I joined the Department of Global Health and Development as a Research Fellow in Health Economics in January 2015, after completing an MSc in Public Health at LSHTM. I also have a Masters in Applied Finance from Macquarie University and a BA in Political Science from The University of Western Australia.
Prior to LSHTM, I worked in health consulting in Australia, advising on large-scale health system reform and health infrastructure projects.
Affiliations
Centres
Teaching
I am a seminar leader on the Term 2 module Economic Evaluation, having previously taught for many years on the Economic Evaluation distance learning module. I have also been a seminar leader on the Term 1 module Introduction to Health Economics and lectured on the Epidemiology and Control of Malaria module.

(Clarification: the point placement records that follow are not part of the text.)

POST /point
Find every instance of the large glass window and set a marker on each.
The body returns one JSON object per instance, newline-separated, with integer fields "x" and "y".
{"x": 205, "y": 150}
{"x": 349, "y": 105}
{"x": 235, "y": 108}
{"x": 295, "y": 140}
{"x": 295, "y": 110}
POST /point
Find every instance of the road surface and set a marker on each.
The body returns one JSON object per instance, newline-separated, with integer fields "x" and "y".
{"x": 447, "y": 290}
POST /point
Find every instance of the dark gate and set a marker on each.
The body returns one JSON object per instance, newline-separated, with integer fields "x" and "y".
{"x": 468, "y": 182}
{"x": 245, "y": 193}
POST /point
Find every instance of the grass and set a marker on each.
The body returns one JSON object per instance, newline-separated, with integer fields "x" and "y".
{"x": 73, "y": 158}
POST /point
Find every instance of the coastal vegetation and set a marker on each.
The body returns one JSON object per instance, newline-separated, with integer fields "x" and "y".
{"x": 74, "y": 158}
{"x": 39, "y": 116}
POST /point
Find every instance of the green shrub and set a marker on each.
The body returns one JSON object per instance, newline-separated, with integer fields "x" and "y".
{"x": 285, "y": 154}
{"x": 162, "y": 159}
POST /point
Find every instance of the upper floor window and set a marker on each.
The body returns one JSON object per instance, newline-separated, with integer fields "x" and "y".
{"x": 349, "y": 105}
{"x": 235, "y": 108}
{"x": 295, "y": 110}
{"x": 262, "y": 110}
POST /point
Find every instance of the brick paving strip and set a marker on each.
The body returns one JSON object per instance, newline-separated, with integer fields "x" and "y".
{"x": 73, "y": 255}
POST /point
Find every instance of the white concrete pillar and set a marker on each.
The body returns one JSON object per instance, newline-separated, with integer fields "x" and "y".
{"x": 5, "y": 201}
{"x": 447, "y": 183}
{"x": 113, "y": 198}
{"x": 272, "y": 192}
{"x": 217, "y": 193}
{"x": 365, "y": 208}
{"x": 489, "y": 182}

I am a personal tutor and summer project supervisor for students on the MSc Public Health.
Research
My primary research focuses on applied economic evaluations of malaria control interventions. I am currently the health economist on the SMC Impact project, modelling the effectiveness and cost-effectiveness of adding an additional month of seasonal malaria chemoprevention and/or increasing SMC to older children (5-10 years), in areas of seasonal malaria transmission in Guinea, Mali, and Niger. I am also part of the Resiliance Against Future Threats through Vector Control (RAFT) project, developing methods to improve economic evaluations of vector control interventions and assist decision-makers in making choices about intervention packages across heterogeneous geography/populations to maximise the health impact of scarce health resources.
Other recent projects include cost-effectiveness modelling of the introduction of malaria rapid diagnostic tests in the private retail sector in sub-Saharan Africa, and economic evaluations alongside: a cluster-randomised trial of reactive malaria case detection in Cambodia, a cluster-randomised trial of a novel long-lasting insecticidal net against malaria in Tanzania, and a cluster-randomised non-inferiority trial of targeted malaria vector control in South Africa. I was also the health economist on the PERFORM study, a large EU Horizon 2020 project across 12 sites in 8 countries, evaluating the cost-effectiveness of a new diagnostic test to improve management of febrile illness in children.